Christianity and Empire
Living with the Land
Wednesday, October 20, 2021
In the West, most Christians have been shaped by culture and faith into a paradigm that normalizes acquisition, at great cost to others, ourselves, and the land itself. As Richard puts it, “Perhaps the primary example of our lack of attention to the Christ Mystery can be seen in the way we continue to pollute and ravage planet Earth, the very thing we all stand on and live from.” Theologian, scholar, and Cherokee descendant Randy Woodley describes the difference between the attitude of early North American settlers and the Indigenous people who were already present on the land. He writes:
The very land itself meant something quite different to the newcomer than it did to the host people. Something was missing. The difficulty, as the Natives saw it, was with the settlers themselves and their failure to tread lightly, with humility and respect, on the land. The settlers wanted to live on the land, but the host people lived with the land. Living on the land means objectifying the land and natural resources and being shortsighted concerning the future. Living with the land means respecting the natural balance.
To Indigenous peoples, the problems of a Western worldview are obvious. The way of life demonstrated by Western peoples leads to alienation from the Earth, from others, and from all of creation. This lifestyle creates a false bubble called “Western civilization,” which people in the West think will protect them from future calamity. This false hope is detached from all experience and reality.
The problem is that the Western system itself is what brings the calamity. There is little doubt that much of what we are experiencing today as so-called natural disasters have their origin in human carelessness.
How do we avoid the impending disaster brought on by a settler lifestyle of living on the land and against nature? The answer is simple: we learn to live with nature. 
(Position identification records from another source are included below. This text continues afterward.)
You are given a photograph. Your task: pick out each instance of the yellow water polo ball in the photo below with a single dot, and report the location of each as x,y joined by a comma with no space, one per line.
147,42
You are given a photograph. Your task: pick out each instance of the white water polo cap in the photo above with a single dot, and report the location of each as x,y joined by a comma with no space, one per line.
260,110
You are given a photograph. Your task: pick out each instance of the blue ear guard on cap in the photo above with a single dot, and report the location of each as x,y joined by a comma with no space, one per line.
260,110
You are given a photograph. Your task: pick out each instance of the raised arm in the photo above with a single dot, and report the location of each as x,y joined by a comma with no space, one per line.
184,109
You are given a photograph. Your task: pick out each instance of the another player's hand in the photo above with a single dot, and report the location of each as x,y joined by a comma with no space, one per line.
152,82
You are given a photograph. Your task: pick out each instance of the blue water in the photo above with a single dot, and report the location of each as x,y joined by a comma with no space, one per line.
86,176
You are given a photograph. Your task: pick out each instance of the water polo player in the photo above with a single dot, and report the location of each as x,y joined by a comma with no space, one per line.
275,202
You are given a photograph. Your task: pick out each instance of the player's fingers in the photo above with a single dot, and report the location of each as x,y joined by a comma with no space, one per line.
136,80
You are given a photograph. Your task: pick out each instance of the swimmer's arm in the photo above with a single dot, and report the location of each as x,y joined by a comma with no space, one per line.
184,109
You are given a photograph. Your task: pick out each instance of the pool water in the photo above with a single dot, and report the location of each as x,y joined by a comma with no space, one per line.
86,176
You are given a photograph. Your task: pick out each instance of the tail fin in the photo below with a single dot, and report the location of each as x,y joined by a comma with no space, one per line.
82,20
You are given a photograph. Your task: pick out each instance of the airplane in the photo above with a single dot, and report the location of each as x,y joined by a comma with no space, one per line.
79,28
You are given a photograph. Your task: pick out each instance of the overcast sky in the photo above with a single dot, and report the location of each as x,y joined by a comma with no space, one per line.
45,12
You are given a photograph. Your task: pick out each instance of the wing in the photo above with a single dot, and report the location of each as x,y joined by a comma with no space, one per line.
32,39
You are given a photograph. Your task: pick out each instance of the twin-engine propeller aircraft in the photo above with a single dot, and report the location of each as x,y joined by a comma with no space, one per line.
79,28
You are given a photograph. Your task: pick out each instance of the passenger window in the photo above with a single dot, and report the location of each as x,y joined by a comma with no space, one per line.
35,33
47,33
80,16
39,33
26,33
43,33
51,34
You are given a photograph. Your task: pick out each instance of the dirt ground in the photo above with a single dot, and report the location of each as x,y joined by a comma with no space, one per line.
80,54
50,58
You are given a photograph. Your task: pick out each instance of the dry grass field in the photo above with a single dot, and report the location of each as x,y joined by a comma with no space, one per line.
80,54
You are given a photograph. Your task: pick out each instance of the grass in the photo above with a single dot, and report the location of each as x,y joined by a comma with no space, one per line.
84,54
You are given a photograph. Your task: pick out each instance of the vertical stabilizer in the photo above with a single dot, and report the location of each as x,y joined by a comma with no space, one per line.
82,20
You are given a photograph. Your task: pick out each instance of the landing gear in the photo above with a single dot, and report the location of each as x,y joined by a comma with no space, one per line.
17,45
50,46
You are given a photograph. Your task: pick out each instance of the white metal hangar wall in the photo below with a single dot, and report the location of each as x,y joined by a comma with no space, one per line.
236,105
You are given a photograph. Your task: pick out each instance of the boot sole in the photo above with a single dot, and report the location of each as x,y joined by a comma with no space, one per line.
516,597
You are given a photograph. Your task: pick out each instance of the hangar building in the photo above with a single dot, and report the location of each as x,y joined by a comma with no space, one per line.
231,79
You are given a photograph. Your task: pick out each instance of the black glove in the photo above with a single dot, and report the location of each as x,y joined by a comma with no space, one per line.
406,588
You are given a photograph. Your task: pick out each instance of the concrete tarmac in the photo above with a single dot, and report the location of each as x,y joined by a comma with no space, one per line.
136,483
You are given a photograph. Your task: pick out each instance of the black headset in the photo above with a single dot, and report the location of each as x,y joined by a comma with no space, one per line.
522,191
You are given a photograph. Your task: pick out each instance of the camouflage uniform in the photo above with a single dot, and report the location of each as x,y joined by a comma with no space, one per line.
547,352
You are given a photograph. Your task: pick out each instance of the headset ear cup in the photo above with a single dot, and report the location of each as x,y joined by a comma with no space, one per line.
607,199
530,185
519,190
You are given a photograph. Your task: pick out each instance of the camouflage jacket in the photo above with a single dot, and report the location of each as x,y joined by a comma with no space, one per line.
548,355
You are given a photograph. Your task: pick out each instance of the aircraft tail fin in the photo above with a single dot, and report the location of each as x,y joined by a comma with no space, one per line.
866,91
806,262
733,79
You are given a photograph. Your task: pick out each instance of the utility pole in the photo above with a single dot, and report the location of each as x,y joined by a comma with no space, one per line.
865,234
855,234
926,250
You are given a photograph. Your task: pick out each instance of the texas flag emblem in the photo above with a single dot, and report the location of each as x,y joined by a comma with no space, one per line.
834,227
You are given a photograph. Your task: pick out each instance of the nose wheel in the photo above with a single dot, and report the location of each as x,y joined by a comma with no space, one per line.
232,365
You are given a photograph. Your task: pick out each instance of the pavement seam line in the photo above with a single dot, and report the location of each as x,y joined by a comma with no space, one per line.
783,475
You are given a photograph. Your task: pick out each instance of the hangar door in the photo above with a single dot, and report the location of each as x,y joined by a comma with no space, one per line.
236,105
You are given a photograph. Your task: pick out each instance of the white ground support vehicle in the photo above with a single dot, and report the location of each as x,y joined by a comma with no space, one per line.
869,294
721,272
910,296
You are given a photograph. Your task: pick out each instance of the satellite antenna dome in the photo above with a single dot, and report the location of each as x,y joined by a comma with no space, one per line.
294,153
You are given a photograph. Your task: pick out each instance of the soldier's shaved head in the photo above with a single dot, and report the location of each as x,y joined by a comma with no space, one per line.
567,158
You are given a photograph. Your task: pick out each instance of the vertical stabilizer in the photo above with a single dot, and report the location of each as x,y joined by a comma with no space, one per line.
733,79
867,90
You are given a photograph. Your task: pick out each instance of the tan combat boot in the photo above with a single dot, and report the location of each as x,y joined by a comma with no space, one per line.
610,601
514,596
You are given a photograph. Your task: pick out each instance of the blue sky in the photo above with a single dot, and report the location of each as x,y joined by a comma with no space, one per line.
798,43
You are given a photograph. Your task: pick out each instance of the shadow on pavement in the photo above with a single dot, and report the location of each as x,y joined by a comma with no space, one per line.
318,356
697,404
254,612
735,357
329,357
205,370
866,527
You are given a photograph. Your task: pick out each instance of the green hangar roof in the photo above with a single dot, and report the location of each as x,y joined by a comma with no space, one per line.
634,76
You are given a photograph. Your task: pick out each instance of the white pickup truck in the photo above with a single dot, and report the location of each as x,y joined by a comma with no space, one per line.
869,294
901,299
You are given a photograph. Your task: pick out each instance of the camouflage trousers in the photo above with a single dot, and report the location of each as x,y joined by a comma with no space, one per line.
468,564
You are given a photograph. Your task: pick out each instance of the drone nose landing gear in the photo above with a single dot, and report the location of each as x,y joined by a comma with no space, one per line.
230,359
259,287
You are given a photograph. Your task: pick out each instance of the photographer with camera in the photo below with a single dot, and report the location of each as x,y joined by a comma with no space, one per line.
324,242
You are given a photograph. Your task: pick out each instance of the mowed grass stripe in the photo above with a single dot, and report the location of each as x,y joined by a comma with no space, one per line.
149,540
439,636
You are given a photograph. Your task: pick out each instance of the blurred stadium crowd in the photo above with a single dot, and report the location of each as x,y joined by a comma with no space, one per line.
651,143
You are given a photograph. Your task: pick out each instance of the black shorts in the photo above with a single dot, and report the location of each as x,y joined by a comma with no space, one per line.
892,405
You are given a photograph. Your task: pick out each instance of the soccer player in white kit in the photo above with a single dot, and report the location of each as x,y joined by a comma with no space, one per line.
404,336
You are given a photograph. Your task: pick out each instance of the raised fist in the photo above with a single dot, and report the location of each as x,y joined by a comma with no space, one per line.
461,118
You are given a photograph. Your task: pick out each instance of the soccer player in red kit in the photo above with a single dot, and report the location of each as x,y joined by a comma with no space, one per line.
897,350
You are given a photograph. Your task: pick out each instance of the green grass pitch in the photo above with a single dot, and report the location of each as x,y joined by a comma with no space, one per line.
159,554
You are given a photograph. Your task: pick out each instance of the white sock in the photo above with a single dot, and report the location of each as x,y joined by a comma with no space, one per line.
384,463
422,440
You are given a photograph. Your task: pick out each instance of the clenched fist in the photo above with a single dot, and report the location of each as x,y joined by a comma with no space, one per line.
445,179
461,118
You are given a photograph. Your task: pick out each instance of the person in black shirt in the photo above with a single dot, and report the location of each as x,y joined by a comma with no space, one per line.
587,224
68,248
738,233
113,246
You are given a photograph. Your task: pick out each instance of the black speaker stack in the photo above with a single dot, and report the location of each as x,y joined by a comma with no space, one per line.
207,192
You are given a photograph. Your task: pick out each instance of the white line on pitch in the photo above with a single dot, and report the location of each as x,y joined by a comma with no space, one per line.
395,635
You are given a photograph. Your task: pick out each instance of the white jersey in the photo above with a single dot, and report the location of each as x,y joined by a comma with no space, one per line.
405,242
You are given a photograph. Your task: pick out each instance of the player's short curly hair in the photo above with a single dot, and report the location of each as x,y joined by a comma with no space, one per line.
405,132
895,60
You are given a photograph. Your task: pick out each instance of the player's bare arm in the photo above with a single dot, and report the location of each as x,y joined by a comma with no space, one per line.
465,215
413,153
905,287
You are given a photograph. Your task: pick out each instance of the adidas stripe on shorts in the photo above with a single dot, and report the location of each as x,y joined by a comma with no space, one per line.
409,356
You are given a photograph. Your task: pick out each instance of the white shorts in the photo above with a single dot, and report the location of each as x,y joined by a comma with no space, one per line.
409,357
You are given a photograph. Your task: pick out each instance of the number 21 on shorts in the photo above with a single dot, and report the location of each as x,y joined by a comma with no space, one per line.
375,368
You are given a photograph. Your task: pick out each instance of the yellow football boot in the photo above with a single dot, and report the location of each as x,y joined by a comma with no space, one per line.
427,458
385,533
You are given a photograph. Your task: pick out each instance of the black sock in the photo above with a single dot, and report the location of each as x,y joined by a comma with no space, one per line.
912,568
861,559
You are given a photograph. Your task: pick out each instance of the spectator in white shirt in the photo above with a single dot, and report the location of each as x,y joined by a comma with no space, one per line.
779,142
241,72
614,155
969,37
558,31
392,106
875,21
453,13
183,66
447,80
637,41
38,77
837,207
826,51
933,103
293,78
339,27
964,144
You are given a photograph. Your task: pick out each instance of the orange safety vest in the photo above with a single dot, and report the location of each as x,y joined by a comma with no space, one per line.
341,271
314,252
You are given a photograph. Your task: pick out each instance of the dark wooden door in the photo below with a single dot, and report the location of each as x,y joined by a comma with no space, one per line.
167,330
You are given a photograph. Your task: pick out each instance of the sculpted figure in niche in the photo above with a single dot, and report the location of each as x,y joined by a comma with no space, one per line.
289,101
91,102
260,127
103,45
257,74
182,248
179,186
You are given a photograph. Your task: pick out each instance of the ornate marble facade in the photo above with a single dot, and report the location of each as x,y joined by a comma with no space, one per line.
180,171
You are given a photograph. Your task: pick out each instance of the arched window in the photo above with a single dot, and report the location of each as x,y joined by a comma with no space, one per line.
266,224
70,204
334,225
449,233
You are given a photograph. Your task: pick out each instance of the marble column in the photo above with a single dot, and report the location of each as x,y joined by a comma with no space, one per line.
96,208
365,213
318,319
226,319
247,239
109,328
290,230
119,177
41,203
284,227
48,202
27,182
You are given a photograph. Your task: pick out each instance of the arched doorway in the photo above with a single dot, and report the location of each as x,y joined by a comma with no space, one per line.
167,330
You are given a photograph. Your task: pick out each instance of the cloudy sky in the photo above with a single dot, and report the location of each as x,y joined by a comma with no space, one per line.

In 1990, Indigenous leaders spoke at a global conference on the environment, and provided a hopeful vision for the future:
We have jeopardized the future of our coming generation with our greed and lust for power. The warnings are clear and time is now a factor. . . . We speak of our children, yet we savage the spawning beds of the salmon and herring, and kill the whale in his home. We advance through the forests of the earth felling our rooted brothers indiscriminately, leaving no seeds for the future. We exploit the land and resources of the poor and indigenous peoples of the world. We have become giants, giants of destruction. . . . We must return to the spiritual values that are the foundation of life. We must love and respect all living things, have compassion for the poor and the sick, respect and understanding for women and female life on this earth who bear the sacred gift of life. We must return to the prayers, ceremonies, meditations, rituals, and celebrations of thanksgiving which link us with the spiritual powers that sustain us and, by example, teach our children to respect. 
 Randy Woodley, Becoming Rooted: One Hundred Days of Reconnecting with Sacred Earth (Broadleaf Books: 2022), 101–102. Book available on January 4, 2022.
 “Statement of Indigenous Delegates to the Global Forum on Environment and Development for Survival,” forum paper (Moscow, January 15–19, 1999), in Coming Full Circle: Constructing Native Christian Theology, ed. Steven Charleston and Elaine A. Robinson (Fortress Press: 2015), 68.
Story from Our Community:
What a joy to hear Father Richard clearly express what I have felt all my life (and often been mocked for). The well-being of this earth and its people are to be treasured and protected. The old saying “the rich get richer and the poor get poorer” will provoke more and more human misery and pain. Will we ever learn? I have experienced through Father Richard’s teachings a confirmation of my innermost feelings. Thank you. I no longer feel alone. —Deborah W.